C++ Review Questions

Pages: 1... 4 567 8... 10

Yes, the implementation of long double varies quite a lot between different platforms/compilers. On Windows with Visual C++ it's identical to double.

Last edited on

jonnin (11497)

Older (talking VS 6.0 era maybe, its been a WHILE) VS had a way to access the then-hardware fpu 80 bit registers (I don't know that the FPU still works this way?) so you could get a little more precision at the risk of errors (the extra bits were used to help avoid rounding accumulation problems internally in the FPU).

All that is gone now, though.
You can research if your FPU has some bigger storage than 64 bit and if so, use assembly language to craft a hardware efficient long double of sorts. But catch 22, I think 64 bit VS also disables using assembly.

Last edited on

deleted account xyzzy (5768)

Yeah, a compiler's implementation of a C++ feature is a crucial datum point that is usually glossed over, presumed to be the same no matter what the OS and/or compiler.

One reason I'd opine why the C++ standard doesn't lock down the basic type storage requirements, saying only it will be at least this or that.

I do know with MinGW (Code::Blocks) a double and long double are different sizes.

Personal opinion, if the C++ standard doesn't have something I need Boost usually does. And I trust Boost to be nearly as stable as the C++ stdlib.

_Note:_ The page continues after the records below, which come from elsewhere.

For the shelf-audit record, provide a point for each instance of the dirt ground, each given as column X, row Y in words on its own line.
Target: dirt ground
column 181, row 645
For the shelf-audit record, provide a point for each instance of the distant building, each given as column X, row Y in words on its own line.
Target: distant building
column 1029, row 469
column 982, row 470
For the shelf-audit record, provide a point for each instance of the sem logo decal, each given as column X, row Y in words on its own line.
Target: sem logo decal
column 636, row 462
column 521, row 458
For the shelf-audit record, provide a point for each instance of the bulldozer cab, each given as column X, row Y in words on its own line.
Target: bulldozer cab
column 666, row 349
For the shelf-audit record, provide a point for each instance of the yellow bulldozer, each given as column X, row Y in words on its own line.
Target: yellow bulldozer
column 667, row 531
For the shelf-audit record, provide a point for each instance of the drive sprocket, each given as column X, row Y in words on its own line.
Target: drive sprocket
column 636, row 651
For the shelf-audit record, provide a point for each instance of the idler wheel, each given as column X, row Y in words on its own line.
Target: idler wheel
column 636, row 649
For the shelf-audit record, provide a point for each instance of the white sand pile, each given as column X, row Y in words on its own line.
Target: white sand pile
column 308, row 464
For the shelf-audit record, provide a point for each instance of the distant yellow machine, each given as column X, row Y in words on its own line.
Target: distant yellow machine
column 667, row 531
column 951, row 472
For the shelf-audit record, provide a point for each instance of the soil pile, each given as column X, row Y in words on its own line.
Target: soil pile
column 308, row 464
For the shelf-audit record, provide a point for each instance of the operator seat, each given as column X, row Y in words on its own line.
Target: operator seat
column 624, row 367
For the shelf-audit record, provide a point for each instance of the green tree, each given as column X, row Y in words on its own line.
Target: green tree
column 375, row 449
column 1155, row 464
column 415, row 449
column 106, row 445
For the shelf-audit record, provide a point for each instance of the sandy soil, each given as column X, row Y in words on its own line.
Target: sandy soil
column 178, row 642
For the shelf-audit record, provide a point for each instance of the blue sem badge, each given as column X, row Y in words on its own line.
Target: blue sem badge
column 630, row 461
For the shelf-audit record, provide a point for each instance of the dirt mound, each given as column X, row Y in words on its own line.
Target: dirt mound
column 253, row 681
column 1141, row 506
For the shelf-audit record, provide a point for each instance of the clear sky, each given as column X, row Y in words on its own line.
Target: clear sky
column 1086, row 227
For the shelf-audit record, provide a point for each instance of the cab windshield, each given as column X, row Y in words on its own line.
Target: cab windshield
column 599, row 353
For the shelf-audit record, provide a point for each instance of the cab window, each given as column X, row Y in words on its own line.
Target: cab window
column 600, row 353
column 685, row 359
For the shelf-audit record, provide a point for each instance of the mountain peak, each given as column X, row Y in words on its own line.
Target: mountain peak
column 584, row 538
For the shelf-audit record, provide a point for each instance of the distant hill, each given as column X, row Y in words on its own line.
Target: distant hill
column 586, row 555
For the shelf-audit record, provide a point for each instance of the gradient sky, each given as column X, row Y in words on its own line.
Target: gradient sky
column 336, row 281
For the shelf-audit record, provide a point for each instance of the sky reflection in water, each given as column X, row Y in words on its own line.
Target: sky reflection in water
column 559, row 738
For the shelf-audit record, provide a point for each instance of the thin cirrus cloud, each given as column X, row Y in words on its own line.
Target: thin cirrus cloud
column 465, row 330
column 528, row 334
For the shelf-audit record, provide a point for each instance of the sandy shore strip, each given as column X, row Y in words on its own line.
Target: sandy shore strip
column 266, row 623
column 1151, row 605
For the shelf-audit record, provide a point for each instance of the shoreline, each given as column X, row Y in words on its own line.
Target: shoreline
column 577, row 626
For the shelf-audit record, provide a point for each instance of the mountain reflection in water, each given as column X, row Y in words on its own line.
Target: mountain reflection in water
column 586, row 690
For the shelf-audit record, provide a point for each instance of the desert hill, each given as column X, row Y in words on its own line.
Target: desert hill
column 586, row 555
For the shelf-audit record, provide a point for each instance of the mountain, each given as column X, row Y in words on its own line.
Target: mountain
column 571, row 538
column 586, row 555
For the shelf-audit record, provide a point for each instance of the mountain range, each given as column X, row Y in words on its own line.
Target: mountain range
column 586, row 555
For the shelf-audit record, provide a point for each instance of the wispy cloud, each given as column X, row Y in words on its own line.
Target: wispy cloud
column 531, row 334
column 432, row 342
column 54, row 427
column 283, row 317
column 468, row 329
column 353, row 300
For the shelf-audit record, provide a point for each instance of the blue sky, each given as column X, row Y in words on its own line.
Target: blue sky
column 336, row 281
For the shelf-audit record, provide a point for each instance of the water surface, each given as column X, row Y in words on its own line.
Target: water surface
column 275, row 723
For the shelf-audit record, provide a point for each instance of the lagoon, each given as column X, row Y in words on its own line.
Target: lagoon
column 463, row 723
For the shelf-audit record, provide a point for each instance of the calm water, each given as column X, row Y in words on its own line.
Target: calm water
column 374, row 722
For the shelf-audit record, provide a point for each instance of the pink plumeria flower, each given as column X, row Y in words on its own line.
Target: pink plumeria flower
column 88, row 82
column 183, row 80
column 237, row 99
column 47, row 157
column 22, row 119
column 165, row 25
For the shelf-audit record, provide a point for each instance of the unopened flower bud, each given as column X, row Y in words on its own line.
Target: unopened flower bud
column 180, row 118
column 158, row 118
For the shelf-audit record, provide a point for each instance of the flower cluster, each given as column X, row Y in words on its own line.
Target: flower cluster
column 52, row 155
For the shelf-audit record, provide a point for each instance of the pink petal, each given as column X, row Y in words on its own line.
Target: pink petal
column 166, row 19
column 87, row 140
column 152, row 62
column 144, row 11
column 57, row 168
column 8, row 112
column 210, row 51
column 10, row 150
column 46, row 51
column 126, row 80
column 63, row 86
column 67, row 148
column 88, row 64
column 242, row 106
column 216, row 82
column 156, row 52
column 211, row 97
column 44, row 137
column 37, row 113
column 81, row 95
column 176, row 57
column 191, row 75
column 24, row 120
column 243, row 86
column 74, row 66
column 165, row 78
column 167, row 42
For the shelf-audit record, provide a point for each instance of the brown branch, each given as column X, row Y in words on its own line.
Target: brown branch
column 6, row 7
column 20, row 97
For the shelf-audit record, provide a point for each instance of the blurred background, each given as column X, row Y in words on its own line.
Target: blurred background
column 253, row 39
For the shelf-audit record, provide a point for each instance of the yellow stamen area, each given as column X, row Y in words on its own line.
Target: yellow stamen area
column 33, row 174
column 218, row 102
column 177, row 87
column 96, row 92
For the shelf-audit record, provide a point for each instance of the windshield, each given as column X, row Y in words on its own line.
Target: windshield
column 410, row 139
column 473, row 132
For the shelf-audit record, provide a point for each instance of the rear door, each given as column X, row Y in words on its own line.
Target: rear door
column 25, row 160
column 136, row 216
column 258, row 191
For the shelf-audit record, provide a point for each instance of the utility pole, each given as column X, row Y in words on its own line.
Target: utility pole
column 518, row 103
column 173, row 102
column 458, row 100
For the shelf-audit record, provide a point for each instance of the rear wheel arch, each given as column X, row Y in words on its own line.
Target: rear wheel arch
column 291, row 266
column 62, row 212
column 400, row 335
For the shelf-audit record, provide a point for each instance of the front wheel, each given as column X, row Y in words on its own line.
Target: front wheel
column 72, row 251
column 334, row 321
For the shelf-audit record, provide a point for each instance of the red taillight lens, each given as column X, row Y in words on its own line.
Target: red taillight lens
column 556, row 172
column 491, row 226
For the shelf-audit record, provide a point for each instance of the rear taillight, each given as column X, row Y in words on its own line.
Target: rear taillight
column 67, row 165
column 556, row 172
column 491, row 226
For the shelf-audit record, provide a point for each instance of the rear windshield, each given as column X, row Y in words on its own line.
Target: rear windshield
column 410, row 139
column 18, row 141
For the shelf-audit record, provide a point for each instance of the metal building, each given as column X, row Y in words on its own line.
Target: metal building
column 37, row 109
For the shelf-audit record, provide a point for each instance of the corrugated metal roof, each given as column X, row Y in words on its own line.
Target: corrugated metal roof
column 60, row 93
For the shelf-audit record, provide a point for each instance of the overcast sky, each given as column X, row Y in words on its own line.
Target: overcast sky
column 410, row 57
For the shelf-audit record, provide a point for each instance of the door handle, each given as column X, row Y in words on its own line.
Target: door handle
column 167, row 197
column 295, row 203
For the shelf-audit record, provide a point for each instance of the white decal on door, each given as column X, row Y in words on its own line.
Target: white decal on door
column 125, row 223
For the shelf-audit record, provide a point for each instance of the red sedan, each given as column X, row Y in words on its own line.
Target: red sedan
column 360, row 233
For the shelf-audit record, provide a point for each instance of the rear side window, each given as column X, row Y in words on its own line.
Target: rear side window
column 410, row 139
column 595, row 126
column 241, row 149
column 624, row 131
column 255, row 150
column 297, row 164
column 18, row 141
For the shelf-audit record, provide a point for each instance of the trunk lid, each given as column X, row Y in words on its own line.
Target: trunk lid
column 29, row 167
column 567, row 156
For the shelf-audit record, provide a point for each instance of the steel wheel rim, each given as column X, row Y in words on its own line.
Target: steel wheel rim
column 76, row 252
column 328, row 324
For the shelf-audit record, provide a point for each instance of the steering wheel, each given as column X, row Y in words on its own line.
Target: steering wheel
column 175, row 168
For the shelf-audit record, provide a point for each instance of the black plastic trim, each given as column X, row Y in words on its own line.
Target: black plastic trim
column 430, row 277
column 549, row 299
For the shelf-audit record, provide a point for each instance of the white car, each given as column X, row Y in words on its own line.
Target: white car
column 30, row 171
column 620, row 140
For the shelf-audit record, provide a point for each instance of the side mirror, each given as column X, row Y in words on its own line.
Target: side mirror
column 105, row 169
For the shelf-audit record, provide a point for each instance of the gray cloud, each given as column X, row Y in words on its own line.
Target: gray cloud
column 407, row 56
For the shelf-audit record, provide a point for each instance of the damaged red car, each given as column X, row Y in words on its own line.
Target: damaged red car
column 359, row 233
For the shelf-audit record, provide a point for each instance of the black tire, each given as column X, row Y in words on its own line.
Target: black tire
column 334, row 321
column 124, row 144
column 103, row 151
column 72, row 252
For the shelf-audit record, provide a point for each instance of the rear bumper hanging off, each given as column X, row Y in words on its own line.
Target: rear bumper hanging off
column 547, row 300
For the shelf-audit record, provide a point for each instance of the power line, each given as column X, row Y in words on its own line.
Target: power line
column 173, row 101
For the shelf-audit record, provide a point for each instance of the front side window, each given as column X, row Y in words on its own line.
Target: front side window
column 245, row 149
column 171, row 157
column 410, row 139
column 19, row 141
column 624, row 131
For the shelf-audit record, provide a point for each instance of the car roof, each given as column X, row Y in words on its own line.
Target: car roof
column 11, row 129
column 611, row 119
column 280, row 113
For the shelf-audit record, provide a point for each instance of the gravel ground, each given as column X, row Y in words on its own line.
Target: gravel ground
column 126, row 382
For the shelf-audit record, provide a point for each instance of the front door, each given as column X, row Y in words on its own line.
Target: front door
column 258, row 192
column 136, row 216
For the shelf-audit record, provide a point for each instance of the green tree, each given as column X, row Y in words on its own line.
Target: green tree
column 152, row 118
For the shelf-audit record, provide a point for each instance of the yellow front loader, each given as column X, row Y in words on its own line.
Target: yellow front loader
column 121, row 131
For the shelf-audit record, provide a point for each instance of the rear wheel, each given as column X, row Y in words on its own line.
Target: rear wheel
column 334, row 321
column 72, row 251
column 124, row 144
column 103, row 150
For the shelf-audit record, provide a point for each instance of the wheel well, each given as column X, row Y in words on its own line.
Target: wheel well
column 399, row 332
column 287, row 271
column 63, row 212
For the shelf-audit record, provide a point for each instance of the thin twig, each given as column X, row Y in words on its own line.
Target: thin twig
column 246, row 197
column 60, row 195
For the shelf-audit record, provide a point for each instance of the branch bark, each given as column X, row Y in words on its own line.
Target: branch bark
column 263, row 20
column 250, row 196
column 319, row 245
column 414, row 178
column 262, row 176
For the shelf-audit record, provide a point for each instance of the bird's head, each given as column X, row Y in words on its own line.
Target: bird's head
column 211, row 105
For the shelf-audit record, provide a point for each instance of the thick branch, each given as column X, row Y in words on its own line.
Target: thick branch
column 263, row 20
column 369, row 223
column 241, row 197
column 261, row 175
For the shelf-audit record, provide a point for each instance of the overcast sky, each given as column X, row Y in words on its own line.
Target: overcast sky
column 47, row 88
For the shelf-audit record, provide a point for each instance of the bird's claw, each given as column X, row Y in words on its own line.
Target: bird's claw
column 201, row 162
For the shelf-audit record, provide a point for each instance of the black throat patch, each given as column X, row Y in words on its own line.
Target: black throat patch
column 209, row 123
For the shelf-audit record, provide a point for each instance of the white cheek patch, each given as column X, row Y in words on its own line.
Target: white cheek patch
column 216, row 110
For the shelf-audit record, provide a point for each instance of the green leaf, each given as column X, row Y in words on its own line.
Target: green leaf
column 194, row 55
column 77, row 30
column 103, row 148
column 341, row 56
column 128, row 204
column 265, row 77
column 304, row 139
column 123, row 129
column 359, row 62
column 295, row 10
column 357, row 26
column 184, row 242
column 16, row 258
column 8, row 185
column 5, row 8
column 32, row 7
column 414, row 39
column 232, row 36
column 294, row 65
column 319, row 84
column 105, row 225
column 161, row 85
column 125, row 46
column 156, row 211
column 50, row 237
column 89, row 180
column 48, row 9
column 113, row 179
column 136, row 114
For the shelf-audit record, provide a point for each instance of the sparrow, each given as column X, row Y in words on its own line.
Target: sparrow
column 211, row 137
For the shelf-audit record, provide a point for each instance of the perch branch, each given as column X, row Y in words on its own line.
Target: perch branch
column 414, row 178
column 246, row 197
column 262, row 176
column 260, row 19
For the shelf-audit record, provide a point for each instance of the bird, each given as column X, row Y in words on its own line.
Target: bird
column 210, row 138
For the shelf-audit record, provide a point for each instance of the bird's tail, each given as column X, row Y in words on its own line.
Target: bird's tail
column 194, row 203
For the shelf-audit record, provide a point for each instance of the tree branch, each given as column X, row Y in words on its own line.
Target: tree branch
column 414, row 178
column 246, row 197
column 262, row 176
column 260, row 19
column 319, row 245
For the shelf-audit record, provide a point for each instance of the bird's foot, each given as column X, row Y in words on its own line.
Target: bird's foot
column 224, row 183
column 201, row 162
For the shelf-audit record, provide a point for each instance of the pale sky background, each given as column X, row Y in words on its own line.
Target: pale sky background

I have yet to need super-duper ultra precision with floating point numbers, but if I ever do need it I'll Boost it.

seeplus (6653)

But catch 22, I think 64 bit VS also disables using assembly.

It doesn't allow in-line assembly for 64-bit compiles.

You can have a 64-bit assembly source file added as part of the project which is then assembled and linked at link time into the .exe.

https://docs.microsoft.com/en-us/cpp/assembler/masm/masm-for-x64-ml64-exe?view=msvc-170

With VS as 64 bit, both double and long double are 64 bit quantities.

Last edited on

CodeChaser (129)

Thanks guys, I have recovered from this realization & shock of not knowing this from my 1st book, and I have to be weary of floating point values. They are great for representing really small or large values, but the precision can be limiting & tricky, and that is just part of the territory. Fraction numbers are infinite & the float types can only display an extremely small portion of the reality, with sometimes junk values being inserted & causing values to go astray.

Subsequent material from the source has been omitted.